Año tras años contemplamos la misma estampa: se acumulan docenas de emails con felicitaciones navideñas en nuestra bandeja de entrada. Parece un detalle positivo que la empresa en cuestión felicite la Navidad. ¿Y si vamos más allá de una simple felicitación y la convertimos en una estrategia de marketing? Puestos a mandar un email, que al menos contenga información que nos interese hacer llegar.
En primer lugar hay que definir un plan: ¿Qué queremos conseguir? ¿A quién nos vamos a dirigir? ¿Cómo vamos a hacerlo? ¿Cuándo llevarlo a cabo? ¿Cuánto tostará? Son muchas las variables a analizar para un correcto desarrollo de la estrategia.
Suele caerse en el error de realizar envíos masivos a empresas y clientes con los que incluso ya no tenemos ni relación. Hacer ruido sin sentido alguno es uno de los grandes errores estratégicos que cometen día tras día muchas empresas. Más vale calidad que cantidad… Dar esa imagen de nuestra empresa proyecta una forma de pensar y una filosofía de empresa, ¡piénsalo!
Yendo al grano, ¿cómo convertimos nuestra felicitación de Navidad en parte de nuestra estrategia de marketing? Basta con cuanto pinceladas tan básicas como sutiles para conseguirlo. Antes de nada, debemos definir nuestro objetivo (como para cualquier acción que vayamos a desarrollar): felicitar la Navidad y/o tener un detalle con nuestros clientes. Aprovechar para visibilizar nuestra marca más allá de nuestra base de datos (branding)
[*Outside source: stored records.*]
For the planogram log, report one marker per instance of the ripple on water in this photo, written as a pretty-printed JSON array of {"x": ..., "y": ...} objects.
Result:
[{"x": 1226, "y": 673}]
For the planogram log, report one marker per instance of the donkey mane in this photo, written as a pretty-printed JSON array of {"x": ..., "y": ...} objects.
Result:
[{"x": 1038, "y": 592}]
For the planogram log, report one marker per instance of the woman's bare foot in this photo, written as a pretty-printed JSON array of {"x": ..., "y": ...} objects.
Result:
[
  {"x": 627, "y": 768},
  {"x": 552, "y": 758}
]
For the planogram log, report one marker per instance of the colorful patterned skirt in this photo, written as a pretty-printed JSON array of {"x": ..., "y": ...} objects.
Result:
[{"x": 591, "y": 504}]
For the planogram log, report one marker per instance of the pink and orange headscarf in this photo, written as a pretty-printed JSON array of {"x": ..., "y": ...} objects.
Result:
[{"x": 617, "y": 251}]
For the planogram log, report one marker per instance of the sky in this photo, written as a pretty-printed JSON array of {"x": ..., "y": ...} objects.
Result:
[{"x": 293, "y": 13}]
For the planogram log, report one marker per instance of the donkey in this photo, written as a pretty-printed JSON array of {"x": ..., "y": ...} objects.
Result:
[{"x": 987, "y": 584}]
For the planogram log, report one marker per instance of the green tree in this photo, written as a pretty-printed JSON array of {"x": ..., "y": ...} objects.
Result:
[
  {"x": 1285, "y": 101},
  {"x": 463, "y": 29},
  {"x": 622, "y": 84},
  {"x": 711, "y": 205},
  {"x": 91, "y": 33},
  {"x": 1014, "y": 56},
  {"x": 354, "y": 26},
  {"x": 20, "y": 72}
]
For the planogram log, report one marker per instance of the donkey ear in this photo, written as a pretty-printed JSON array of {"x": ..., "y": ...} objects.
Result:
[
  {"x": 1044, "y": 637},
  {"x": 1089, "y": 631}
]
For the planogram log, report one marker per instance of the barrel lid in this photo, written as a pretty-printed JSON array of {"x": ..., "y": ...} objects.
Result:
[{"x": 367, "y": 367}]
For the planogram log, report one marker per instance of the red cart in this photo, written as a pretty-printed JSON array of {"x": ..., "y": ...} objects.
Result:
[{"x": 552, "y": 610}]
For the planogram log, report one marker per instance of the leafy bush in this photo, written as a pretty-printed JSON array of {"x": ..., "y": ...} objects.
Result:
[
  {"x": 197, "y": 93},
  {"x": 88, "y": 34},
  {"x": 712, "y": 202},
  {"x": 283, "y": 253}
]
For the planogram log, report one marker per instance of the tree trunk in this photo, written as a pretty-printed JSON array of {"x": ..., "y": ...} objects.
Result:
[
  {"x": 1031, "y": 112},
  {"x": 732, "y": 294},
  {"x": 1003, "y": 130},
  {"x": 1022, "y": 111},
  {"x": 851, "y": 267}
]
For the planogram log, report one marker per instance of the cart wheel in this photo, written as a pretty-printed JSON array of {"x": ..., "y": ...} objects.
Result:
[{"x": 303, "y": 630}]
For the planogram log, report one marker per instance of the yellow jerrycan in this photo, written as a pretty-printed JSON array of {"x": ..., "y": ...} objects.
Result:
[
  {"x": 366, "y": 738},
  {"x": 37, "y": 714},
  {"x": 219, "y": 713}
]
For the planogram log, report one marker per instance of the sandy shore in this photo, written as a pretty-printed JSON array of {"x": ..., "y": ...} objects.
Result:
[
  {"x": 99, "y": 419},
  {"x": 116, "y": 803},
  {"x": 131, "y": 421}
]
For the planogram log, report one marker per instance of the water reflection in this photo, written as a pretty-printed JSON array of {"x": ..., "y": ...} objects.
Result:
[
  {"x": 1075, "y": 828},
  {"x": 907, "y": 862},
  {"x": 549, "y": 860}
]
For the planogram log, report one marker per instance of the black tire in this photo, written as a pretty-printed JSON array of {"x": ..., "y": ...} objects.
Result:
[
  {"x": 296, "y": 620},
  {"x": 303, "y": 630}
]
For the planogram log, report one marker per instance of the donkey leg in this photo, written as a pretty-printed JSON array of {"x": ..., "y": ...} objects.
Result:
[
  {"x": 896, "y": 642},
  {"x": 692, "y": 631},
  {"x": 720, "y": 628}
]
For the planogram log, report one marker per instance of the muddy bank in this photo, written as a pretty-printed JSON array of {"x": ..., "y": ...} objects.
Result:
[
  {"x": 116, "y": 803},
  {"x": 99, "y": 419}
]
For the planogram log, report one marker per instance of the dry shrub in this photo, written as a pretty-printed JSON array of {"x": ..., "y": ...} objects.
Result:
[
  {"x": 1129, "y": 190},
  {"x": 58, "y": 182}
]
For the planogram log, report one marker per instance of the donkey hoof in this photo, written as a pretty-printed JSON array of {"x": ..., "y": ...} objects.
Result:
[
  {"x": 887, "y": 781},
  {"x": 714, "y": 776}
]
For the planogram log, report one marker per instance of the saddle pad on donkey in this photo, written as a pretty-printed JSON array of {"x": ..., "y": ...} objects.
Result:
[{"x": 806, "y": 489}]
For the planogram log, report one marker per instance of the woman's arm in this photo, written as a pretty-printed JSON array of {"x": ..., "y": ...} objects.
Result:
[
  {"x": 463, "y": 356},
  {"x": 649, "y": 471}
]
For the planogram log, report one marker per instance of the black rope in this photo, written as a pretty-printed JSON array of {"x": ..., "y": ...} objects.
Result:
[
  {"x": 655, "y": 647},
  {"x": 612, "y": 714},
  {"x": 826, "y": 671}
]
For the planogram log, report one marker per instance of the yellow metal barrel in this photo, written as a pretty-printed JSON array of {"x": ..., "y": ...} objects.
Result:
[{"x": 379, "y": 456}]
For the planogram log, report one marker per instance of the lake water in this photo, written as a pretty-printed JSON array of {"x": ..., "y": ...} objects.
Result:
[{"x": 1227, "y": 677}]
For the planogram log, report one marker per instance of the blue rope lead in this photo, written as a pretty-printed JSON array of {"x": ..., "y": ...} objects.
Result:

Aunque parezca alejado de toda lógica, es conveniente eliminar todo contenido comercial de nuestra felicitación (para vender ya tenemos catálogos) sin olvidar que es un correo de empresa. Eliminar el contenido comercial no implica la eliminación de la imagen corporativa, que deberá estar siempre presente.
Por último, personalizar nuestra felicitación lo máximo posible: hagamos que el cliente se sienta único al recibirla (esto generará mejor reputación de la marca). Aquí ya depende de cada empresa, la segmentación del mercado que haya proyectado o el almacenamiento que haya realizado en sus bases de datos.
Y después de este pequeño análisis, ahora sí: FELICES FIESTAS.